4. Comparisons with Real-Time Methods

To compare MSNFD with other current popular methods which can detect faces at close to real-time speed, tests were taken on WIDER FACE test set and Face Detection Data Set and Benchmark (FDDB) [30]. Furthermore, the result is further shown via detecting a random selection of images with small faces from the public dataset.

4.1. Evaluate on Benchmark
4.1.1. WIDER FACE Dataset

The WIDER FACE test set has 16,097 images. It is a challenging test set. The results of comparison between MSNFD and real-time methods Multitask Cascade CNN [31], CMS-RCNN [32], LDCF [33], Multiscale Cascade CNN [24], Faceness [34], Two-stage CNN [24], and ACF [35] are shown in Figures 5(a)5(c), where MSNFD achieves 93.3%, 90.3%, and 71.4%AP on easy, medium, and hard test sets of the WIDER FACE, respectively, much better than other methods.

4.1.2. FDDB Dataset

FDDB is also a pretty challenging face detection dataset with 2,845 images of 5,171 faces in total in a variety of states, such as occlusion, rare poses, low resolution, and out of focus.
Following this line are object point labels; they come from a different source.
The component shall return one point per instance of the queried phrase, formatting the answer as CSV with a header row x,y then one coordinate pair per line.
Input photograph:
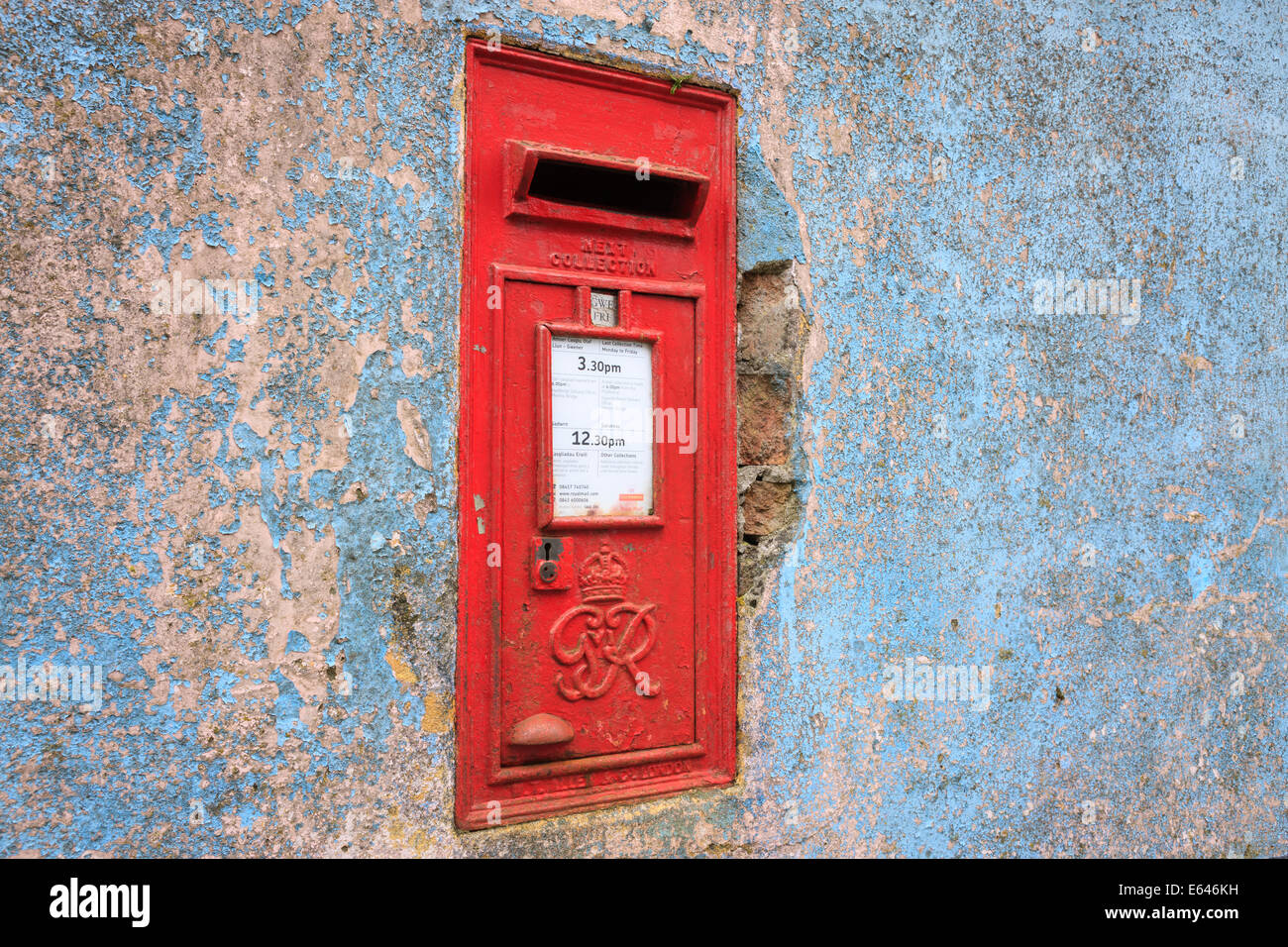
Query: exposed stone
x,y
763,407
769,321
768,508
MSNFD is compared to the popular and real-time methods BBFCN [36], DDFD [37], Multitask Cascade CNN [31], FDCNN [38], LDCF [33], YOLO v3 [21], Faceness [34], VJ [7], and ACF [35] on FDDB. The ROC curves are shown in Figures 6(a) and 6(b), which the higher the ROC is, the better the method performs. The ROC curve of MSNFD is higher than other methods indicating that MSNFD performs much better.

4.2. Detection Examples

This section shows some selected examples of small faces detection from WIDER FACE test set (in Figure 7). Though, there are so small and many faces in these images, MSNFD is able to detect accurately. These successful results definitely prove that MSNFD is able to work perfectly especially for small faces.

5. Conclusion

A multilevel single stage network for face detection with more anchor scales is proposed to raise the matching rate between anchors and faces especially small faces. The enhanced feature module in the first-level network not only integrates the contextual information but also strengthens the ability to process multiscale data, enriching the overall information of small face features. The second-level network has smaller anchor scales. In addition, it is generated from the first-level one and is integrated with texture features of low layers, which enhances the process of semantic facial information, especially for small faces. During the training, the two-stage weight loss function is used to balance the network to optimize the classification effect of different levels. MSNFD improves accuracy greatly while retaining YOLO V3’s speed advantage. Tests on the WIDER FACE datasets show that MSNFD achieves 93.3%, 90.3%, and 71.4% AP. In a word, MSNFD has greater reference significance for real-time face detection.

Data Availability

The data used to support the findings of this study are available from the authors upon request.

Conflicts of Interest

The authors declare that they have no known competing financial interests or personal relationships that could have appeared to influence the work reported in this paper.

Acknowledgments

This work was supported by the Scientific Research Project of Tianjin Education Commission (2020KJ024).